Alas, yes, those days are gone, or soon gone, killed by the Internet and the abbreviated digi-dreck produced in an online world with few gatekeepers — by a “news” process that provides questionable content to an audience of barely literate feebs unable to digest more than two hundred words at a time, incapable of checking what they read for things like verifiable fact and a minimal imprint of self-interest.
The next morning it’s goodbye to the conference, to The Taj, to Boston.
One more meal. We walk to Charles Street on the east side of the park and The Common to a joint Kathy finds: The Paramount. As with most places Kathy finds, it seems a disaster in the making: the place is tiny, narrow, and food is flung to trays as a line of customers moves past a counter and a frantic grill staff. You can’t reserve a table and there doesn’t seem to be seating for even a third of the people who patiently line up at the door.
“Oh, my god. What have you done? This can’t possibly work.”
“I read that this is one of the best places in town for breakfast. Oooh, look: waffles with strawberries.”
“But, there’s nowhere to sit. This place is a madhouse. I’m getting claustrophobic and sweaty. I should have used the bathroom before we checked out of the hotel.”
“Shut up and stay in line. Oooh, look: bacon.”
“We’re doomed. We’re going to die here.”
“Oooh, look: they have real butter.”
As with most joints Kathy finds that initially portend doom, The Paramount is great. They know how to make it work. It’s a fine way to end our stay.
Now, I’m back in Siberia With a View, with two goals.

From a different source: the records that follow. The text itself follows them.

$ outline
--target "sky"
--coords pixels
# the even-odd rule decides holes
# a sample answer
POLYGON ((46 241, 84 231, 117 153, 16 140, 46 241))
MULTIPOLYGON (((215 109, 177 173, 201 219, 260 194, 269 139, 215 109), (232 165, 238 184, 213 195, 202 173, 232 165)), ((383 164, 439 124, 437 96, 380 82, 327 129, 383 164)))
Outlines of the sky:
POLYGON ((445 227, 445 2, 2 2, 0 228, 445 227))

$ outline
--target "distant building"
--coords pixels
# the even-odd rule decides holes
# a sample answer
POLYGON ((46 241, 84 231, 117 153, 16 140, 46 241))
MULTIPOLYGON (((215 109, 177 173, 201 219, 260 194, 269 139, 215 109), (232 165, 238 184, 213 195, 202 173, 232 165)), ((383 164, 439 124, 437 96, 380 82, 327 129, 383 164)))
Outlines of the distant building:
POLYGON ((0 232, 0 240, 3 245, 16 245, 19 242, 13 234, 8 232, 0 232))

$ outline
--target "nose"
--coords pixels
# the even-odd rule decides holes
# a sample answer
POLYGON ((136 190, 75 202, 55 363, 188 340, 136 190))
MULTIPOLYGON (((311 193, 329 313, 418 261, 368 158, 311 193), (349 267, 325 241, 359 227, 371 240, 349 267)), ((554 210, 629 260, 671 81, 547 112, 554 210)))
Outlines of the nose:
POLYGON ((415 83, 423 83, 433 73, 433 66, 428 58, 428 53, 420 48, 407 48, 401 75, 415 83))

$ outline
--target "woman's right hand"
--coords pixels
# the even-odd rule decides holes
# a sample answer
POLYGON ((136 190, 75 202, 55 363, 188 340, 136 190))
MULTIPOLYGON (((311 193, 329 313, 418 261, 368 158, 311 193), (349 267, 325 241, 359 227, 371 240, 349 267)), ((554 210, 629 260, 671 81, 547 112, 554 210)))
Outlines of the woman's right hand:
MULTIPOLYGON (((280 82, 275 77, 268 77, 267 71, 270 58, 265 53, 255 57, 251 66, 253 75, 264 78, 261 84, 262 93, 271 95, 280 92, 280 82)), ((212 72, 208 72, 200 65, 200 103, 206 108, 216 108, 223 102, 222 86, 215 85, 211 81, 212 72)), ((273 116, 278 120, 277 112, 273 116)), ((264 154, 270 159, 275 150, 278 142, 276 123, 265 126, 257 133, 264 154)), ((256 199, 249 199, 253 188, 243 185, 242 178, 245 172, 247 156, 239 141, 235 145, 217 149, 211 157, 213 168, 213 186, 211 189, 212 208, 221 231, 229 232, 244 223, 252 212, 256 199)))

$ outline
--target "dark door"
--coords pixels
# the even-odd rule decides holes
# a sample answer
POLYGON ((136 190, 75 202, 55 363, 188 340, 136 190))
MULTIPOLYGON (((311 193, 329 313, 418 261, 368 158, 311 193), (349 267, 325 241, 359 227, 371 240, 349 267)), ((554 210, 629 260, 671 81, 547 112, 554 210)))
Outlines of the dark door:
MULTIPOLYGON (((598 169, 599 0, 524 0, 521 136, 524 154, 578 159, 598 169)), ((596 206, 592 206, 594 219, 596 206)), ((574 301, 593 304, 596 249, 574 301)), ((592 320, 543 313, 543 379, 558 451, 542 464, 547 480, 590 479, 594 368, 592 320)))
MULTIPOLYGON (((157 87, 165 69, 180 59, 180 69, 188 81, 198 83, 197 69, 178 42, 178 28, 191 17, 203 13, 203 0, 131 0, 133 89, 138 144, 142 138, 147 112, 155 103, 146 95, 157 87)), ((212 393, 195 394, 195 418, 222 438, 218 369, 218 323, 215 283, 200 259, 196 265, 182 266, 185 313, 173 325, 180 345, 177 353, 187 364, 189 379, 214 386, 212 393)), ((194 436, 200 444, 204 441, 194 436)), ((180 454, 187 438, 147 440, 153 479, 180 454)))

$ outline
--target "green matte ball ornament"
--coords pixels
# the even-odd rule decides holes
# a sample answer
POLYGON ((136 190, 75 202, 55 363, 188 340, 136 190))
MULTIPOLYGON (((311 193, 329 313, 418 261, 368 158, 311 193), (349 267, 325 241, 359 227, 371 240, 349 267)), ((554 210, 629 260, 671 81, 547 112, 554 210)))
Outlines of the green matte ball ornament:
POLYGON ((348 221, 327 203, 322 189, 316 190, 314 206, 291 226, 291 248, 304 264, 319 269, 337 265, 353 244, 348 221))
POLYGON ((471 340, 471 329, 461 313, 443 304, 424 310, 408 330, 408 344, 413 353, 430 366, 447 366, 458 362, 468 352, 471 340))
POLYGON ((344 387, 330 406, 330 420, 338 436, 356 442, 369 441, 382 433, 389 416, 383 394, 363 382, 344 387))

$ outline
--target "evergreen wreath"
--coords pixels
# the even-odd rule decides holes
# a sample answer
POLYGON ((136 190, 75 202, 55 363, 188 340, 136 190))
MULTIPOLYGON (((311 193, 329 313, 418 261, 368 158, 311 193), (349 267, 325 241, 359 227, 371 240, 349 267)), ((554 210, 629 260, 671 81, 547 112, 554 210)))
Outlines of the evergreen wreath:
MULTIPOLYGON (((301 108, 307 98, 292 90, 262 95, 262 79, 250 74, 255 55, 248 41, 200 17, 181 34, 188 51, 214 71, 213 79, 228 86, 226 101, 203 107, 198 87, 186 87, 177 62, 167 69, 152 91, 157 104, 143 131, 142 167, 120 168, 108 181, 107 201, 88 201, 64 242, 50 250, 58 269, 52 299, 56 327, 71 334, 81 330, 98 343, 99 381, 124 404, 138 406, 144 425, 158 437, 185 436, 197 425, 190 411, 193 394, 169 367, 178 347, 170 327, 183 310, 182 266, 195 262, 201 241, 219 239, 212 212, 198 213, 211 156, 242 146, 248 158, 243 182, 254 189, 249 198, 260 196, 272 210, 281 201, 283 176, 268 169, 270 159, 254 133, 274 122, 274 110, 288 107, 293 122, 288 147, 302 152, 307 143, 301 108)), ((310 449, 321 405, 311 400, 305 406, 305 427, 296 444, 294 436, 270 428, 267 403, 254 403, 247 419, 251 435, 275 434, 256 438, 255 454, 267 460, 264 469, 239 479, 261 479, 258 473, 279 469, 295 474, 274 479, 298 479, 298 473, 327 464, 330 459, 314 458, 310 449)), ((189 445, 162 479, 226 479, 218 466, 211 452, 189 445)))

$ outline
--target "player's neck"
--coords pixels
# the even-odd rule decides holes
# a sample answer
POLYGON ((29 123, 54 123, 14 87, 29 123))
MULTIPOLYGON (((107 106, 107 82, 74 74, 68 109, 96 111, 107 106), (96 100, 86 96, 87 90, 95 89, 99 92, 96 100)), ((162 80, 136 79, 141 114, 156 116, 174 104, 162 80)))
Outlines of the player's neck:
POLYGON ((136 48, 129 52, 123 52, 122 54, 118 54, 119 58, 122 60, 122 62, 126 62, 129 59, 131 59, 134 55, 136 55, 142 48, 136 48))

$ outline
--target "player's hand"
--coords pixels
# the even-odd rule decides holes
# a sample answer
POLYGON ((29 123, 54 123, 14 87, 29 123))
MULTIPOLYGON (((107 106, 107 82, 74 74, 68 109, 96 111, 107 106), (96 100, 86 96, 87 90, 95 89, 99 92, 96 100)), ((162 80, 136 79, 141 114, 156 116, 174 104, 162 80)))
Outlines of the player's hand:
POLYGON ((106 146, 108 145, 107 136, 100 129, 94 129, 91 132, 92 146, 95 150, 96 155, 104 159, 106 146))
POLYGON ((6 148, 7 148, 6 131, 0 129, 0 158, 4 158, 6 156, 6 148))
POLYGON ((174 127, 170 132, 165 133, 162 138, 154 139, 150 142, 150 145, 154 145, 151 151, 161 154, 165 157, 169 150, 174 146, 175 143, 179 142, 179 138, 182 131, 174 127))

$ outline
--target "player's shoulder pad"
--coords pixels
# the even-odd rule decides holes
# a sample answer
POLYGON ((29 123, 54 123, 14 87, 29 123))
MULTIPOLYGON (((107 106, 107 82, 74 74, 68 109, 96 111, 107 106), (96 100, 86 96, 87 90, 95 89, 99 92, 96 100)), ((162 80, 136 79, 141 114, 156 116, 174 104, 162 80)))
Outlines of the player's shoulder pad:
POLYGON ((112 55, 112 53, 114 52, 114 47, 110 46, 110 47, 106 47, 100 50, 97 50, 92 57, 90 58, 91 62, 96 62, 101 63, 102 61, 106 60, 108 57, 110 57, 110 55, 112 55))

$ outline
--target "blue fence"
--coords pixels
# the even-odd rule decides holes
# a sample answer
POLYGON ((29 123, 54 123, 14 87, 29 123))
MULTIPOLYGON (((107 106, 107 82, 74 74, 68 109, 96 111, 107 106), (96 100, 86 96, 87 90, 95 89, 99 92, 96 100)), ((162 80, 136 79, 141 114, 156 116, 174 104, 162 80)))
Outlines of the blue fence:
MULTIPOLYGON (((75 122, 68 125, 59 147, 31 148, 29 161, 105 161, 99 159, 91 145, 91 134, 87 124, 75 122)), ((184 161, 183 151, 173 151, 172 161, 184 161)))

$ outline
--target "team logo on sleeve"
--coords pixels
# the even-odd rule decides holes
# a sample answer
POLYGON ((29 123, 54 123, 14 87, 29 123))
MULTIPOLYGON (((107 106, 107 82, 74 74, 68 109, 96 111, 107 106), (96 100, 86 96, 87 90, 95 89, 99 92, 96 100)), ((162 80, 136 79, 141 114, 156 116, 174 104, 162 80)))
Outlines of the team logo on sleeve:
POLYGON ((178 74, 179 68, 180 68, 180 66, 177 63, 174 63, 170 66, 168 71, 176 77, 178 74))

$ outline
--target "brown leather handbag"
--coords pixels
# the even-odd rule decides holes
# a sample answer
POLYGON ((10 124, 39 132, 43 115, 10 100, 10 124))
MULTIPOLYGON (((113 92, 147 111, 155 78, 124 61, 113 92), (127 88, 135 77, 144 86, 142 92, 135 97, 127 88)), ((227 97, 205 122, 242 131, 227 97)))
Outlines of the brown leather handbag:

First: Work up a batch of double-cooked French fries to go with grilled, marinated hanger steak. As soon as my pal BFD fully recovers from recent surgery, I’m making the meal for him, GB, Kathy and me.
I’ll peel the russets (I prefer fries without skin) and hand-cut the fries.
Two deep pans will go on the burners, each a third full of peanut oil (olive oil has too low a smoke point) or, if I can manage it, one with oil, one with duck fat. The oil will be heated to 325; the duck fat brought to 375. A batch of fries goes in the peanut oil and the potatoes cook for about five minutes. They are taken out and put on paper toweling while the next batch is cooked.
When the first stage is complete, a batch of the precooked fries will go into the duck fat, until the spuds get puffy and golden brown — seven to eight minutes. As each batch comes out of the oil, the fries go on to toweling. They are immediately salted and consumed.
My second goal should be just as easy: become a “writer.”
It’s never too late.
I wonder where I can find a pink suit?